Não é novidade para ninguém que vivemos tempos políticos conturbados, com os extremismos a crescer, com posições radicais, discursos de ódio, acusações fáceis e cancelamentos de personalidade. É assim em boa parte do mundo, é assim na nossa Europa e é assim também em Portugal.

Parece cada vez mais que é atacando o outro ou as ideias do outro que se consegue valorizar a si mesmo e as suas ideias. É verdade que a política sempre usou críticas e acusações ao opositor, mas havia mais respeito e, sobretudo, dentro das narrativas mais moderadas. Isso dava ao eleitor uma sensação de maior estabilidade política e alguma segurança na preservação de valores comuns.

A época que vivemos é outra, as extremas-direitas e as direitas radicais ganham adeptos e as esquerdas e as esquerdas mais extremas estão mais radicais, achando que assim combatem de forma mais eficazmente o outro extremo. É uma má opção, que está a polarizar profundamente o ambiente político, tornando muito mais difícil a procura de consensos, tão necessários à vida democrática e ao progresso dos povos.

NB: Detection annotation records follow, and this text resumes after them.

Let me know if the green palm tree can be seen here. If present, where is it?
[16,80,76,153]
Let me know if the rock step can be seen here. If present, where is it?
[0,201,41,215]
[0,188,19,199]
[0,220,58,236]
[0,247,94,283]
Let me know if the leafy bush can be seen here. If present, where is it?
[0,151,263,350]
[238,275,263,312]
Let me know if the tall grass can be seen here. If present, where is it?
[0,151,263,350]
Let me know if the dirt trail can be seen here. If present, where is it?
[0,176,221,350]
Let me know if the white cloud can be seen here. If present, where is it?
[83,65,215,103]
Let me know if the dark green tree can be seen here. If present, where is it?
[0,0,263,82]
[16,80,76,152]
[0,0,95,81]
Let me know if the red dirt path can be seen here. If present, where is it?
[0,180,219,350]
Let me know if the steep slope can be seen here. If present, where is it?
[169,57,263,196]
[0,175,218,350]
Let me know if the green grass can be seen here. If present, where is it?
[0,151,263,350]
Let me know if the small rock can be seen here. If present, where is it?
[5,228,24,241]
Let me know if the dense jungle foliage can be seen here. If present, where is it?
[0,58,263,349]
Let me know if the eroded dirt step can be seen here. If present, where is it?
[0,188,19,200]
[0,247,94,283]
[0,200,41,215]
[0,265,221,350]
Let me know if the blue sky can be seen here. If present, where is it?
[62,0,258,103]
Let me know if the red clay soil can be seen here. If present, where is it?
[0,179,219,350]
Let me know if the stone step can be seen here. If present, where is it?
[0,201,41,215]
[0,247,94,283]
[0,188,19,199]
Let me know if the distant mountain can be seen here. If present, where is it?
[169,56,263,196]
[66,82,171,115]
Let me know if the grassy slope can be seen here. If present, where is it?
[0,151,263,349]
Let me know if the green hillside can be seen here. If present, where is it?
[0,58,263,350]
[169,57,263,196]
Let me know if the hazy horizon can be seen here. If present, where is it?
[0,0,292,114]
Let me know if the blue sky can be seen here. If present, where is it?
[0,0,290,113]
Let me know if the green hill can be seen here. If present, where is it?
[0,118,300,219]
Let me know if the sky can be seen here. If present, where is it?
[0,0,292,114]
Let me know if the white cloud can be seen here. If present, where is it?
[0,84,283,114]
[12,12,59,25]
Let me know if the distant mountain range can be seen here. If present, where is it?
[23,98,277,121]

A esquerda e a esquerda radical deixaram praticamente de lado a luta de classes, a defesa dos mais pobres, as propostas de inserção social, o aumento de salários, as melhores condições de trabalho… para se dedicarem a causas, passando a absorver a narrativa da extrema-direita, mas no campo oposto.

A direita moderada e o centro-direita, o centro, o centro-esquerda e a esquerda moderada devem ter como certo que os direitos individuais alcançados neste século XXI não são para voltar atrás. Questões como a interrupção voluntária da gravidez, os direitos LGBT+, leis anti-racistas, eutanásia, entre outras, não podem ter nenhum tipo de retrocesso. São avanços civilizacionais, como antes foram o fim da escravatura ou o fim da pena de morte.

É óbvio que os moderados, de centro, de esquerda e de direita, devem sempre defender estes valores que não são mais do que valores humanos. O problema é ter uma certa esquerda a focar a sua narrativa política quase em exclusivo nestes temas, esquecendo o seu papel histórico e tão necessário: a defesa de quem trabalha. Quem defende hoje os direitos dos trabalhadores de forma eficaz?

É essa a esquerda que faz falta. Não tanto a esquerda que se inspira todos os dias na ala mais esquerdista do Partido Democrata norte-americano. Não deixa de ser irónico ver a esquerda europeia – e parte do centro-esquerda europeu – inspirar-se e copiar uma variante da esquerda do Estados Unidos, que, para simplificar, chamamos normalmente de wokismo. É uma variante perigosa, não nos valores, mas na forma como ataca o outro ou aquele que possa pensar de forma diferente.

É uma esquerda que odeia o Ocidente, o passado histórico europeu e que acha que devemos ter um eterno sentimento de culpa por feitos realizados há 200, 300, 400 ou 500 anos. São posições extremadas que alimentam a extrema-direita e polarizam o discurso político. Os resultados eleitorais para as esquerdas não têm sido os melhores e já se percebeu que não será por essa via que reconquistarão o seu eleitorado.

A política precisa das esquerdas, fazem falta ao equilíbrio de forças numa democracia. Mas precisamos claramente das esquerdas que se foquem na sua essência, sem nunca abandonarem os seus valores.